9th July 1999 at 01:00
ENGLAND: How can we inspire disaffected young people? The TES finds different answers across Britain.

The Government's plan to give young people "personal and career mentors" is the brainchild of Tom Bentley, director of the independent think-tank Demos.

A former special adviser to Education and Employment Secretary David Blunkett, he proposed the plan - outlined in the post-16 White Paper, Learning to Succeed - to prevent youth drop-outs and stemming the erosion of youth services through wider, more efficient use of resources.

Youth-work leaders revealed in a TES Community and Youth special last week that the sector needs a huge boost in cash - pound;500 million from local authorities alone - to do the job ministers expect.

Mr Bentley wants greater co-ordination of youth services and policies in England. Having talked to young people across the country as part of the recent Demos study The Real Deal, he believes many of them are confused by the bewildering array of lifestyle choices, career paths and educational options open to them.

"The youth service needs to deal with the confusion arising from the fragmentation of the institutional map. We need a new kind of national service, we need to reinvent the profession."

A new kind of professional must arise out of the White Paper, he insists. "What's missing is a figure, known and trusted by young people, to knit together the resources and opportunities available to them."

Hence the "youth broker", a youth service professional who would be based in schools, colleges and youth centres, working with young people to help them access the services available.

Mr Blunkett has interpreted this as a personal rather than institutional figure and envisages around 10,000 mentors from youth, community and the world of business.

The youth broker idea was put forward by Mr Bentley at a National Youth Agency conference last month. He told 200 youth service and local authority professionals the youth service had an image problem which was "only partly undeserved".

A repeated message from youth organisations and local authorities is that greater coherence, co-ordination and consistency are needed in national and local government policy towards youth.
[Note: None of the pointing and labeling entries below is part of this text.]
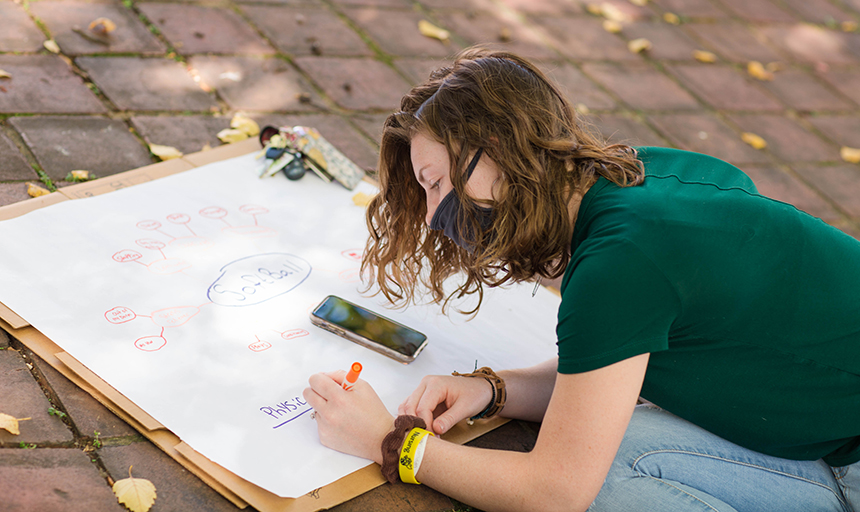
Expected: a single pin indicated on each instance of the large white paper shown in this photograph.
(190, 295)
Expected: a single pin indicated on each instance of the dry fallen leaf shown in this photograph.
(137, 494)
(165, 152)
(430, 30)
(10, 423)
(102, 26)
(851, 155)
(229, 135)
(757, 70)
(703, 56)
(639, 45)
(79, 175)
(36, 190)
(245, 124)
(51, 46)
(612, 26)
(754, 140)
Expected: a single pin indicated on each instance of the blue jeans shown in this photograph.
(667, 464)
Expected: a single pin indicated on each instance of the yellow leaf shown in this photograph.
(51, 46)
(703, 56)
(851, 155)
(245, 124)
(754, 140)
(137, 494)
(10, 423)
(773, 67)
(165, 152)
(756, 70)
(229, 135)
(361, 199)
(36, 190)
(102, 26)
(430, 30)
(639, 45)
(612, 26)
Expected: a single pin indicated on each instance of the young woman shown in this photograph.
(738, 315)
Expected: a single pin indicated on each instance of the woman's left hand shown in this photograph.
(353, 422)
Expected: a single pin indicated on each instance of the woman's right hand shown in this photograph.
(442, 400)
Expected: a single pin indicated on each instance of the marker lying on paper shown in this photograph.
(352, 376)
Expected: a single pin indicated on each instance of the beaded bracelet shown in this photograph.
(393, 443)
(500, 395)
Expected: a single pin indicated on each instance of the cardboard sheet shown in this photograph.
(212, 370)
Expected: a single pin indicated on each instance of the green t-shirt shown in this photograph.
(749, 308)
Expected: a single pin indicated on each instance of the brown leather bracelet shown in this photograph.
(393, 442)
(500, 395)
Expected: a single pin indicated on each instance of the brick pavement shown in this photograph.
(174, 73)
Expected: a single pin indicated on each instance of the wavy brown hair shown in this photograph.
(504, 104)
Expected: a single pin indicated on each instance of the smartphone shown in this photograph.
(368, 329)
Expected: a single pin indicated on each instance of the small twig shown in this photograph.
(91, 38)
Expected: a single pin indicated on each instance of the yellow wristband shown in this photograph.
(407, 464)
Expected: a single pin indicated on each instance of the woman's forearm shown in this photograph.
(529, 390)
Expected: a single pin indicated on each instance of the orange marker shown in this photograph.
(352, 376)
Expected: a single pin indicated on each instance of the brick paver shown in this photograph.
(13, 166)
(53, 480)
(69, 22)
(307, 31)
(396, 32)
(43, 84)
(803, 91)
(21, 397)
(18, 33)
(256, 83)
(356, 84)
(188, 134)
(502, 30)
(735, 41)
(204, 29)
(174, 72)
(779, 184)
(724, 87)
(63, 144)
(847, 82)
(132, 83)
(642, 86)
(787, 139)
(707, 134)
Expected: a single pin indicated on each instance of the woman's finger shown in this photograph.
(324, 385)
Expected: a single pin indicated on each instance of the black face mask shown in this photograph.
(449, 214)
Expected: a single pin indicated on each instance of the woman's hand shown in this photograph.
(441, 400)
(353, 422)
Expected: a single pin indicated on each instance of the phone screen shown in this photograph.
(378, 329)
They want a separate consultation paper on the youth service in addition to the post-16 White Paper.

Various government departments have introduced youth initiatives in the past two years, including the Department for Education and Employment's New Deal, the Home Office's youth justice bill, the Department for Trade and Industry's young workers' directive and the Health Service's programmes on healthy schools and teenage pregnancies.

But most conference delegates bemoaned the "lack of consistency" in the treatment of young people across Government departments.

One proposal strongly supported by the National Youth Agency and Local Government Association is for a ministerial taskforce (chaired by an education minister), which could monitor and co-ordinate what the different government departments were doing for young people.